Variable Definitions

Since Crunch employs a structural type system rather than a nominative one, the variable definition includes more knowledge than just the type name (numeric, text, categorical, etc); we also learn details about range, precision, missing values and reasons, order, etc. For example:

{
    "type": "categorical",
    "name": "Party ID",
    "description": "Do you consider yourself generally a Democrat, a Republican, or an Independent?",
    "categories": [
        {
            "name": "Republican",
            "numeric_value": 1,
            "id": 1,
            "missing": false
        },
        {
            "name": "Democrat",
            "numeric_value": -1,
            "id": 2,
            "missing": false
        },
        {
            "name": "Independent",
            "numeric_value": 0,
            "id": 3,
            "missing": false
        }
    ]
}

This section describes the metadata of a variable as exposed across HTTP, both expected response values and valid input values.

Variable types

The “type” of a Variable is a string which defines the superset of values from which the variable may draw. The type governs not only the set of values but also their syntax. (See below.)

The following types are defined for public use:

text
numeric
categorical
datetime
multiple_response
categorical_array

Variable names

Variables in Crunch have multiple attributes that provide identifying information: “name”, “alias”, and “description”.

name

Crunch takes a principled stand that variable “names” should be for people, not for computers.

You may be used to domains that have variable “name”, “label”, and “description”. Name is some short, unique, machine-friendlier ID like “Q2”; label is short and human-friendly, something like “Brand awareness”, and description is where you might put question wording if you have survey data. Crunch has “alias”, “name”, and “description”. What you may be used to thinking of as a variable name, we consider as an alias: something for more internal use, not something appropriate for a polished dataset ready to share with people who didn’t create the dataset (See more in the “Alias” section below). In Crunch, the variable’s “name” is what you may be used to thinking of as a label.

All variables must have a name, and these names must be unique across all variables, including “hidden” variables (see below) but excluding subvariables (see “Subvariables” below). Within an array variable, subvariable names must be unique. (You can think of subvariable names within an array as being variable_name.subvariable_name, and with that approach, all “variable names” must be unique.)

Names must be a string of length greater than zero, and any valid unicode string is allowed. See “Identifiers” above.

alias

Alias is a string identifier for variables. It must be unique across all variables, including subvariables, such that it can be used as an identifier. This is what legacy statistical software typically calls a variable name.

Aliases have several uses.
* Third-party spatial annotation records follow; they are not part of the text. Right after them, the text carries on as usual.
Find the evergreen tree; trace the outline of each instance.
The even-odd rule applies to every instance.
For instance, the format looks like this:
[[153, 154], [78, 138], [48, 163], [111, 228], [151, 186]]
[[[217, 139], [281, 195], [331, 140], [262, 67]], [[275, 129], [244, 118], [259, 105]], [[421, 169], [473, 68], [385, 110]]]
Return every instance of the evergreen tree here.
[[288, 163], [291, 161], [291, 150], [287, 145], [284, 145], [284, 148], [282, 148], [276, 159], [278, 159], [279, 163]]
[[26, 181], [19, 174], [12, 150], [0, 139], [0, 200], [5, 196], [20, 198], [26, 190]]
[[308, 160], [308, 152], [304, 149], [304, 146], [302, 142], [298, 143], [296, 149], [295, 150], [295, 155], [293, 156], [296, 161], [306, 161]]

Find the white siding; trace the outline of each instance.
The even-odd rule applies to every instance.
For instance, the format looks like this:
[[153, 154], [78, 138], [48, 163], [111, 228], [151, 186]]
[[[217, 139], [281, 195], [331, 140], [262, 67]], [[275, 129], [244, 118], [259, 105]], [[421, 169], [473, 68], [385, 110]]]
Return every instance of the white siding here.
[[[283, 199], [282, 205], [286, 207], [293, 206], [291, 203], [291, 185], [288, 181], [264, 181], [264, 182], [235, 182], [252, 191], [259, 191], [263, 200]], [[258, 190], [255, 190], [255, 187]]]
Client applications, such as those exposing a scripting interface, may want to use aliases as a more machine-friendly, yet still human-readable, way of referencing variables. Aliases may also be used to help line up variables across different import batches.
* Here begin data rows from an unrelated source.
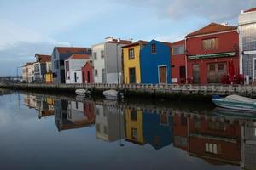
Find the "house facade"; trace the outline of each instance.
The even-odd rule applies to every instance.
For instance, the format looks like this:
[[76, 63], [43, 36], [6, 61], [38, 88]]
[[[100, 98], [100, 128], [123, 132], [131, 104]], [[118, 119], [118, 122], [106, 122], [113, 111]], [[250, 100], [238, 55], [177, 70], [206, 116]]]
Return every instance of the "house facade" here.
[[83, 83], [82, 67], [90, 60], [89, 54], [73, 54], [65, 60], [65, 82], [70, 83]]
[[140, 54], [141, 83], [171, 82], [171, 43], [149, 42]]
[[34, 65], [35, 82], [44, 82], [46, 74], [51, 72], [51, 56], [44, 54], [35, 54], [36, 62]]
[[172, 43], [172, 83], [186, 82], [185, 40]]
[[122, 47], [130, 43], [131, 41], [114, 39], [111, 37], [106, 38], [104, 42], [92, 46], [96, 83], [123, 82]]
[[[189, 82], [220, 83], [239, 74], [236, 26], [211, 23], [186, 36]], [[232, 81], [231, 80], [231, 81]]]
[[137, 41], [123, 47], [123, 75], [124, 83], [141, 83], [140, 53], [148, 43], [145, 41]]
[[91, 61], [87, 61], [85, 65], [82, 67], [83, 83], [93, 83], [93, 65]]
[[65, 83], [64, 61], [73, 54], [91, 54], [90, 48], [55, 47], [53, 50], [52, 76], [53, 83]]
[[240, 73], [249, 80], [256, 78], [256, 8], [239, 15]]
[[34, 63], [26, 63], [22, 68], [22, 80], [26, 82], [34, 82]]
When creating variables via the API, alias is not a required field; if omitted, an alias will be generated. If an alias is supplied, it must be unique across all variables, including subvariables, and the new variable request will be rejected if the alias is not unique. When data are imported from file formats that have unique variable names, those names will in many cases be used as the alias in Crunch.

description

Description is an optional string that provides more information about the variable. It is displayed in the web application on variable summary cards and with analyses.

Type-specific attributes

These attributes must be present for the specified variable types when creating a variable, but they are not defined for other types.

subvariables

Multiple Response and Categorical Array variables contain an array of subvariable references. In the HTTP API, these are presented as URLs. To create a variable of type “multiple_response” or “categorical_array”, you must include a “subvariables” member with an array of subvariable references. These variables will become the subvariables in the new array variable.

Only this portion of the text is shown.